Even so, when Hillaire returned to school the following Tuesday—determined to keep her life as normal as possible—it was amid whispers that she “didn’t look like a girl who’d been raped.” “He could have any girl he wanted,” one commenter wrote of Bolton on a local blog. “He didn’t need to rape no white girl.” Craig Soignet says the school told Hillaire to “keep a low profile,” and she spent more time at home than usual. She went to see a rape counselor weekly.

Under Texas law, a minor can’t legally consent to sex—nor can a person who is intoxicated. But for a jury to believe that, says David Barlow, the special prosecutor on the case, a woman “practically has to be unconscious.” According to police reports, Hillaire was sober enough to recount to officers what she said had happened, and Rakheem was within two years of her age. He would later tell the local press the whole thing was a big “misunderstanding.” He has not spoken publicly since then, and did not respond to requests for comment.

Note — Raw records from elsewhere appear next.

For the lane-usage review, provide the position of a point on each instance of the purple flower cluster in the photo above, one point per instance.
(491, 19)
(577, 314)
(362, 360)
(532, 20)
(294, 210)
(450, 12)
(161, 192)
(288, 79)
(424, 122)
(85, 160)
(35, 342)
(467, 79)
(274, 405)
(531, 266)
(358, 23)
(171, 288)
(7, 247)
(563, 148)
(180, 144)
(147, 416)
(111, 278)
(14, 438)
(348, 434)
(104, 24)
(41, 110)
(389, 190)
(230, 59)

Craig Soignet and his attorney, Larry Watts, have sued—unsuccessfully—everyone they can: the school district, the cheer sponsor, the superintendent and school principal, alleging they violated Hillaire’s right to free speech by forcing her to cheer; the district attorney who first prosecuted the case, alleging he publicly discredited Hillaire when he told reporters that he “wasn’t surprised” when the grand jury did not indict; as well as Bolton and his teammate, Chris Rountree, who allegedly helped hold Hillaire down. Most recently, the Soignets filed a federal Title IX complaint with the U.S. Office of Civil Rights, claiming Silsbee school officials had created a hostile educational environment when they allowed the person Hillaire had accused of raping her to remain in school. It was deemed beyond the statute of limitations, but they are appealing.Soignet says it feels like his daughter was “raped, then raped again by the system.”

The only break, of sorts, for Hillaire’s family came this week, when a U.S. appeals court overturned part of a ruling that had ordered them to reimburse the school district for legal fees. Soignet and his lawyer are pressing on, with appeals.

In the meantime, the youths accused in the case will continue to see their names bandied about on the Internet as “rapists,” Hillaire’s younger sister, a junior, left Silsbee High School last year for another facility, because she too was being harassed on campus. The Soignets say once-friendly neighbors now avoid eye contact.

They’ve thought about moving; making a fresh start. But they also refuse to give up in this town where they have deep roots: Christena’s father was a city manager; her grandfather was a district judge. So they fight on—determined to remind people of a story everybody wants to forget.

“It’s sad, because it feels like there are people all over the world who can sympathize with us, but not in our own community,” says Craig, who wears a purple band around his wrist, in support of victims of sexual assault. “But if we can help one other girl, or one other father, it will all be worth it.”

The question is whether—in a town that regards sports as a religious experience—his quest will ever be seen as more than a minor-league nuisance.